Aux commandes de L'Éclatant, et avec le soutien du Sérieux, il prend l'initiative et attaque l'escadre au canon. Il coule cinq des quinze navires et contraint les autres à se replier sur Malte pour réparations, permettant au convoi d'atteindre sans risque Marseille. Cependant, L'Éclatant ne sort pas indemne de l'accrochage et il doit faire face à huit voies d'eau. Pendant qu'il répare, les 25 navires destinés au ravitaillement de Marseille poursuivent leur route et arrivent à bon port. Deux jours plus tard, il atteint Marseille et réclame son «droit d'escorte». En vain, les échevins de la ville lui refusent au prétexte que les navires sont arrivés seuls. Pour obtenir son dû, il intente un procès, mais c'est là encore peine perdue. Il finit par être reçu par le ministre qui le félicite et lui octroie le brevet de capitaine de brûlot (juin 1709).

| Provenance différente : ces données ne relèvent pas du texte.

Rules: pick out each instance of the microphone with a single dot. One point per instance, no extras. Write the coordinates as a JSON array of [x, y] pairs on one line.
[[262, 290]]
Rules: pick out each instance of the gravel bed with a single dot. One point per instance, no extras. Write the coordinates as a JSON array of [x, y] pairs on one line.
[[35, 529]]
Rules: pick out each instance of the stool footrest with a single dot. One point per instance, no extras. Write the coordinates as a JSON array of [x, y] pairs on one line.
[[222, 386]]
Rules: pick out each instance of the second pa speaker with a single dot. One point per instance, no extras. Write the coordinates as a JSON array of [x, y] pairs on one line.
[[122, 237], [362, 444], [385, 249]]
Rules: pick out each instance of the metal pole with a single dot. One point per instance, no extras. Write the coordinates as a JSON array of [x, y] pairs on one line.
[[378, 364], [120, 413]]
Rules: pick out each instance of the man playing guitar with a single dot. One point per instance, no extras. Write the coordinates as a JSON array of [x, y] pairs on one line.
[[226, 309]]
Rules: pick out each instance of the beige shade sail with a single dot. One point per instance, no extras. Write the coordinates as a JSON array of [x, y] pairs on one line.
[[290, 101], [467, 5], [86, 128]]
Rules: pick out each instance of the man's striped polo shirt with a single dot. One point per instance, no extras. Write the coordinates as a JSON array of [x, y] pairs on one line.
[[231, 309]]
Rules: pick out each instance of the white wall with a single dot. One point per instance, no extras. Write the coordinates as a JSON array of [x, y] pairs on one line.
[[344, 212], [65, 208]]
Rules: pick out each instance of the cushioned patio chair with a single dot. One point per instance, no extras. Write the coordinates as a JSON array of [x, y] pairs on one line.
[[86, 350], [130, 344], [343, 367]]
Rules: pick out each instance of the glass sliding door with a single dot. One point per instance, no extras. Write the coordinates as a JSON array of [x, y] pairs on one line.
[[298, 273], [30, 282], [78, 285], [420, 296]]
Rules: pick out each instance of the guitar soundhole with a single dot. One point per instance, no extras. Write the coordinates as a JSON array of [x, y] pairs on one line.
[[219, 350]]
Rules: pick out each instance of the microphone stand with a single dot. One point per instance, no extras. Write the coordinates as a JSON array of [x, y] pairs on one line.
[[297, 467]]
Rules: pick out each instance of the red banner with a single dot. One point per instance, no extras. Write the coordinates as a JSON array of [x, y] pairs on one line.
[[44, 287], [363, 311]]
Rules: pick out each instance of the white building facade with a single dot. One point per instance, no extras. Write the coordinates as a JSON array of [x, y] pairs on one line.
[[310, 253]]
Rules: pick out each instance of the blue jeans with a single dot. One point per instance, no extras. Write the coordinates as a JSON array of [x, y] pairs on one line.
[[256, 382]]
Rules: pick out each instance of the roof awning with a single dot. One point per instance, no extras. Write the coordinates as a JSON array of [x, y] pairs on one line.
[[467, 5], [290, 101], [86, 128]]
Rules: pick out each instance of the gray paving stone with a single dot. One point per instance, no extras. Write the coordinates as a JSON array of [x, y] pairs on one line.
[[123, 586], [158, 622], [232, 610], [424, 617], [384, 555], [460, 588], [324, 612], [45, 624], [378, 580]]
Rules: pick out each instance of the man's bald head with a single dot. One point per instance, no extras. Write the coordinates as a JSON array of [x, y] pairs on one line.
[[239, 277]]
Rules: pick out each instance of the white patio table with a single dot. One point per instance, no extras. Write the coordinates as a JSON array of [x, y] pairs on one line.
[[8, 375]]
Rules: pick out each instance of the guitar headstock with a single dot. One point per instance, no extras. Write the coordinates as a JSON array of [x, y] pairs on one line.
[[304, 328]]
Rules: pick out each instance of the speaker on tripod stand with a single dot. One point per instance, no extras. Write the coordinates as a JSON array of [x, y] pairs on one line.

Malgré cette mésaventure, il accepte l'année suivante, d'escorter un nouveau convoi en Méditerranée (fr.wikipedia.org- Jacques Cassard).

 

L'amiral Byng bloquant la rade, on mourait de faim à Toulon. Le 9 janvier 1710, Cassard, forçant le blocus, amena le convoi du Levant : 92095 charges de blé et 8000 quintaux de riz, qui sauvèrent la ville. Au cours du combat de Golfe Juan du 9 janvier 1710, il capture le HMS Pembroke, 64 canons, commandé par le capitaine Charles Constable, et obtient la capitulation du HMS Falcon, 36 canons. Le convoi peut alors atteindre Toulon, le 15 novembre. Cassard est nommé capitaine de frégate en janvier 1711, mais ses ennuis avec les commanditaires marseillais continuent et il est mal payé pour les risques qu'il prend (Philippe Hrodej, Jacques Cassard: Armateur et corsaire du Roi-Soleil, 2002 - books.google.fr).

 

On a esté témoin d'Antibes, Nice et Monaco de la prise de ces deux vaisseaux et Monsieur le prince de Monaco mande que les vaisseaux de Sa Majesté les eurent bientôt mis à la raison (Relation de ce qui s'est passé au sujet du convoi et de la prise de deux vaisseaux de guerre anglais par ceux de Sa Majesté, à Toulon le 15 janvier 1710) (Stéphane de La Nicollière-Teijeiro, Marine française: Jacques Cassard, capitaine de vaisseau 1679-1740, 1890 - books.google.fr).

 

Ruiné et fatigué par le manque de reconnaissance dont il est victime, Jacques Cassard va réclamer justice, en 1736, au Cardinal de Fleury, précepteur et principal ministre du roi Louis XV, ainsi que les sommes qui lui étaient dues. Mais son caractère fier n'arrange en rien la situation. Il se heurte à l'attitude hautaine du diplomate. Hors de lui, il insulte (et bouscule ?) le ministre. Déclaré fou, il est interné dans la forteresse de Ham dans la Somme, où il meurt après quatre ans de détention. Il y décède le 21 janvier 1740, à l'âge de 60 ans, quatre ans après la mort de Duguay-Trouin. Il est enterré le lendemain dans la paroisse Saint-Martin de Ham prend (fr.wikipedia.org- Jacques Cassard).